Marathon seems fine for the right audience. It's got a foundation that could be built upon. I respect that they ran public tests and clearly improved the game based on the feedback. But I'm struggling to see how this product is a fit for Bungie's size and budget. Many of my issues are a collation of repeated industry mistakes of blowing big money at bad ideas, Marathon is far from the worst of them, just the potential next in line of the GaaS cash bonfire.
The cost of all these billion dollar chasing projects has been jobs, the chance for cheaper and more creative games to happen, the chance for a more stable industry, a more humble industry, a chance to see genuine innovation that makes use of the hardware we have, not some dangling carrot of a future.
AAA Games industry where's your innovation?

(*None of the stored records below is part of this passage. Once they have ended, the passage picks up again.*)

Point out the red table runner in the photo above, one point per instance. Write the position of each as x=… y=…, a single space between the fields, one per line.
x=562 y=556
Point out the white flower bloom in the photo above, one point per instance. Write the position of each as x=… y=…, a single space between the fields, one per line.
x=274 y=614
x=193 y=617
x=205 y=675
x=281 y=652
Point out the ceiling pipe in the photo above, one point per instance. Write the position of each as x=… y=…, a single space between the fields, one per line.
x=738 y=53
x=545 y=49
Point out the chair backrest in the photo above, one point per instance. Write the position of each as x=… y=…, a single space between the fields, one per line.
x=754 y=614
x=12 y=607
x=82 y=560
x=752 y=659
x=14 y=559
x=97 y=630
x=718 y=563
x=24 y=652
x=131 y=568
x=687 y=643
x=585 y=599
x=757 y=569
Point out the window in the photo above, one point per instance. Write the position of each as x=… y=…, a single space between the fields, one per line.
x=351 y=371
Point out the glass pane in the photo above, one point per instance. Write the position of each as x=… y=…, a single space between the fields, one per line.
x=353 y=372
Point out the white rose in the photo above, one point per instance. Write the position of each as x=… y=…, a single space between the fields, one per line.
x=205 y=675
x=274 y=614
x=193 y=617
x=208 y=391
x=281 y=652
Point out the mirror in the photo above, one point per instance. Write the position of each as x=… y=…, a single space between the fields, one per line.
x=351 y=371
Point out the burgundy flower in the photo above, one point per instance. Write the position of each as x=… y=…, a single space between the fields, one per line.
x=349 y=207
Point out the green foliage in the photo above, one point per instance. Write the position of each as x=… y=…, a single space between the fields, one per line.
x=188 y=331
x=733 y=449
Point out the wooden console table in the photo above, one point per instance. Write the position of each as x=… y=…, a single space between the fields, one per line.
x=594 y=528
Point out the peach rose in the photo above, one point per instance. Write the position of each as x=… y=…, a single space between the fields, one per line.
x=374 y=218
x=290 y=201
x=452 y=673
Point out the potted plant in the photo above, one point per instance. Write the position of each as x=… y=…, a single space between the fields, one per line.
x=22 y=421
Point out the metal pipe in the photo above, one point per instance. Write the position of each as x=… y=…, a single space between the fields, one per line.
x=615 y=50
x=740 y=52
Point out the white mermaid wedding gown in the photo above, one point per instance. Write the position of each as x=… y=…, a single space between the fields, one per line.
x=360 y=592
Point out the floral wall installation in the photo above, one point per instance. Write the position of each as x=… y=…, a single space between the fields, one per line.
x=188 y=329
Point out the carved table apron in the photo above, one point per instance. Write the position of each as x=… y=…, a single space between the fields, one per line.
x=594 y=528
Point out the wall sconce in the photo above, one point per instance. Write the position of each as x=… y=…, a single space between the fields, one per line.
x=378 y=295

- Battle Royale? Nope, it was a mod of a mod
- Survival Games? Nope, it was a mod
- Extraction? Nope
You fund these too big to fail projects based on historic data that take years to make and are often too late to the party when they arrive. You don't give ideas time to prove themselves, you cut staff and kill games too late or too early based on how the wind is blowing that week. You ignore gamers, you tell them they're wrong, then you prove them right as products fail, then you blame them for it. Then you repeat your mistake out of spite, hubris, whatever, showing that lessons are slow to be learned.
Gaming has never had a bigger audience that's easier to reach. We should have our bellies full of goodness from a mature and well learned industry who's learned from past mistakes as to not repeat them. Games should be built for their audience and not some unobtainable number.
Marathon is a sweaty game. It should embrace that. Polish the edges to make sure that it finds everyone it should. Make those gamers happy. Be happy with the numbers it earned. Be not for everyone, let other games make other people happy.